Ed infine la dimensione dello spreco alimentare ha numeri veramente alti:
  • 1/3 della produzione mondiale non raggiunge i nostri stomaci
  • 1 miliardo e 600 milioni di tonnellate di alimenti viene gettato
  • l’80% è ancora buono.

    Oltre alle ripercussioni etiche, un cibo che non nutre nessuno è anche dannoso: l’acqua necessaria per produrre il cibo che si spreca a livello mondiale è di 250 miliardi di litri, si sprecano 1,4 miliardi di ettari di suolo (si sfrutta inutilmente ossia il 30% della superficie agricola), si immettono nell’atmosfera 3,3 miliardi di tonnellate di CO2, (la terza fonte di emissione dopo la Cina e gli USA). In Italia, lo spreco di cibo ha numeri altrettanto impressionanti: vale complessivamente 8,1 miliardi di euro l'anno, ovvero 6,5 euro settimanali a famiglia e 630 grammi di cibo buttati ogni settimana.
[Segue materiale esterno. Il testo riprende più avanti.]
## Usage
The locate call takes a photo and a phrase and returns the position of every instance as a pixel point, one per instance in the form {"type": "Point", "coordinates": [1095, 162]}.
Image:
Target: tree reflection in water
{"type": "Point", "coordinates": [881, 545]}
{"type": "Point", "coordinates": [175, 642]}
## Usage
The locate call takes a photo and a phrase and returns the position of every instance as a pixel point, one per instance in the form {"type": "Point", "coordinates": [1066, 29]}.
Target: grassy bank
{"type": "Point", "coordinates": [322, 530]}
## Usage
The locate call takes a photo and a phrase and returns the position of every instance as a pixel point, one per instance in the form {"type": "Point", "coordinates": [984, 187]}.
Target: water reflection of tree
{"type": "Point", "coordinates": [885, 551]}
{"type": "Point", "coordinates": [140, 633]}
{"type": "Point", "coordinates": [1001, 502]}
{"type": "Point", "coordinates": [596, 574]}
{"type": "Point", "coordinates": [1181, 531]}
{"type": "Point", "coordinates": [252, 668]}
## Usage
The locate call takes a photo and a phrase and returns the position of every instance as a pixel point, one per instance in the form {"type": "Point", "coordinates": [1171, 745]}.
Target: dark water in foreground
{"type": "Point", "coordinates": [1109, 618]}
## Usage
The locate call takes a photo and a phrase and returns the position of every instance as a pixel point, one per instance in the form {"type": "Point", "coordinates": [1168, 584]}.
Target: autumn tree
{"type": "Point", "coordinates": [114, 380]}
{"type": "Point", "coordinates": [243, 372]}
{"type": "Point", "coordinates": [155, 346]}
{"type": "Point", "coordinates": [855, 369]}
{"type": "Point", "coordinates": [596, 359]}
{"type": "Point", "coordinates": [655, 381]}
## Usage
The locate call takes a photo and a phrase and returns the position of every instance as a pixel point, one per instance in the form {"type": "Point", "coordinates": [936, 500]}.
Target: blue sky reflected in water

E poi ci sono gli imballaggi degli alimenti : ciascun italiano produce oltre 528 kg di rifiuti l’anno, per un costo medio di gestione di 186 euro per famiglia. Circa il 40% dei rifiuti è costituito da imballaggi. La maggior parte degli alimenti che acquistiamo per poter arrivare sullo scaffale del supermercato e poi nelle nostre case ha bisogno di essere impacchettato o confezionato. Gli imballaggi però, una volta giunti nelle nostre case e conclusa la propria funzione di “protezione e trasporto”, si trasformano in rifiuti da smaltire. Il problema dei rifiuti si risolve anche limitando a monte la quantità di scarti che produciamo: come consumatori possiamo scegliere di acquistare merci con meno imballaggi, ricordando che questi rappresentano un costo a carico dell’ambiente in quanto richiedono risorse (energia, acqua, materie prime) per essere prodotti e hanno impatti sulle emissioni di gas serra, sulla biodiversità e salute umana. Inoltre gli imballaggi incidono notevolmente sul prezzo del prodotto finito. La soluzione sta nella scelta di prodotti sfusi e alla spina (in cui i consumatori si recano nei punti vendita muniti di un contenitore che poi riempiranno grazie al sistema dei dispenser) che puntano a ridurre rispettivamente i contenitori necessari o a permetterne il riutilizzo. Queste metodologie di vendita dovrebbero diventare pratica diffusa per la gran parte dei prodotti (frutta,verdura, detersivi, latte, pasta, acqua minerale e quant’altro) quanto prima. Per adesso quello che possiamo fare è acquistare il più possibile fresco magari iscrivendoci a dei gruppi di acquisto solidale.